2407   Competitive blockade of the vasopressin V2-receptor is a great idea, but it’s taken ages for a real use to emerge for it. Tolvaptan is sometimes used to treat hyponatraemia, and it also has been shown in preclinical studies to reduce progression in autosomal dominant polycystic kidney disease. This trial takes that idea a lot further, though not to the point of the hardest outcomes such as death and need for dialysis. What it shows is that tolvaptan slows the increase in kidney volume by nearly a half over 3 years, and also slows the decline in kidney function: but there were enough adverse symptoms (thirst, polyuria) and biochemical changes (hyponatraemia, hypokalaemia, and liver enzyme elevations) to lead to a discontinuation in about a quarter of the subjects.

BMJ  22 Dec 2012  Vol 345
A worthy Christmas edition of the BMJ containing many delights. Two adorable dogs, including Cliff the poo-sniffer, who is the best known diagnostic agent for detecting C difficile; some wonderful historical items including an exhaustive account of the surgical thimble, and how Hitler introduced gastroscopic art to British medicine; suggestions for a medical uniform which deserves wide adoption; and a warning on the dangers of the tooth fairy (and GPs who can’t perform otoscopy).
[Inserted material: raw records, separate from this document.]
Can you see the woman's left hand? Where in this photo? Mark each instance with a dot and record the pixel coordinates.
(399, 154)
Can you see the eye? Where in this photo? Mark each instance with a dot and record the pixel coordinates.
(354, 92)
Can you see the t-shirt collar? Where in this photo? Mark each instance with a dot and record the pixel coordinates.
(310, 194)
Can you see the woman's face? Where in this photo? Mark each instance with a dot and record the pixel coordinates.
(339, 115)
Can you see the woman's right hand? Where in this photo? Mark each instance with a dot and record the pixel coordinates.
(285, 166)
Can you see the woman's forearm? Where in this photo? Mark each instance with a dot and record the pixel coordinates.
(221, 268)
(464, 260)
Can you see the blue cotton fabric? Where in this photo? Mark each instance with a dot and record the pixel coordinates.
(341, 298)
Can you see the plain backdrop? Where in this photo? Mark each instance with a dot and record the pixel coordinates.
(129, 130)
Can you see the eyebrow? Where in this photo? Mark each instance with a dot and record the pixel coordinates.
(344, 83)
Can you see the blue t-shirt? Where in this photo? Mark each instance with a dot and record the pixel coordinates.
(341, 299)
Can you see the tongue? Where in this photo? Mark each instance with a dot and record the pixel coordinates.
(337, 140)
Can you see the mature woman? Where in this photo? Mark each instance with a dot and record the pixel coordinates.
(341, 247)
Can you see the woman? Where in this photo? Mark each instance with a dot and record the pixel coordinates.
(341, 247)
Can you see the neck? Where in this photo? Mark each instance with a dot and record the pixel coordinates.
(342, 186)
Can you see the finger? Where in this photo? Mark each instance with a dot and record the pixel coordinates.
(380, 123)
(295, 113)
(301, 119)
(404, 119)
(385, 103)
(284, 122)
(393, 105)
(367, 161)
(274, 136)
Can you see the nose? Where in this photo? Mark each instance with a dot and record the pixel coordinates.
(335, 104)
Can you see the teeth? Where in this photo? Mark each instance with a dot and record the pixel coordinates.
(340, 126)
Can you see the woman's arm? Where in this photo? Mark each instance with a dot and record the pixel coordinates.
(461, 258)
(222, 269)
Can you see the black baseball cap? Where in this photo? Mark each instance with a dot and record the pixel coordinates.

I’m delighted to see that Anthony Harnden has taken up my suggestion and investigated the predictive characteristics of the speed bump test for suspected appendicitis with a team of Oxford colleagues. It’s actually amazingly good as a rule-out test, with a sensitivity of 97%. It has a poor specificity (30%) because any inflamed viscus will hurt when you go over a speed bump in a car. Now combine it with the Mars bar test, as I suggested (read Hershey bar or similar in the USA)—if your offer of a chocolate treat is firmly refused, and the speed bump test is positive, you need to send that child straight off to the surgeons.

Ann Intern Med  18 Dec 2012  Vol 157
878   How to keep Cliff away from your bed: take probiotics. The evidence isn’t first class, say these meta-analysts, but it all points one way: that if you eat lactobacilli while taking antibiotics, you are much less likely to get Clostridium difficile afterwards. Woof!
http://annals.org/article.aspx?articleid=1390418

Plant of the Week: Viscum album

The practice of kissing beneath mistletoe apparently only grew popular in the sixteenth century, and nobody really knows why. Any excuse will do, I suppose. At junior school we were told that Yule was a pagan festival when Druids would cull mistletoe from trees with a golden knife because they believed it was a magical evergreen emanation of the tree-spirit. That cut little ice with me, because I had never seen either mistletoe or Druids. As a result, when we were asked to draw such scenes with our crayons, my efforts lacked conviction. I much preferred doing baby Jesus in his manger, though my cows were notable more for imagination than for perfect verisimilitude. I find that this is a trait that I share with many other artists including Fra Angelico.

Few gardens contain mistletoe as a deliberate ingredient, but we have a great opportunity. A person whose memory we adore once helped her granddaughter to plant an apple seed in a yoghurt pot many years ago, and now we have a fast-growing apple tree which from time to time bears small scabby apples reminiscent of Golden Delicious. On this sacred tree we have sent up Clematis armandii to flower in March and Clematis viticella to flower in July. As the tree continues to grow, I think I might make a cut in one of its boughs and dress the wound with bird dung and mistletoe seeds. Later perhaps, when the mistletoe has grown and I have acquired a flowing white beard, I shall celebrate Yule by putting on robes and flourishing a knife covered in gold leaf; then I shall mount a ladder to cut the mistletoe from the tree while intoning nonsense in a loud Welsh accent.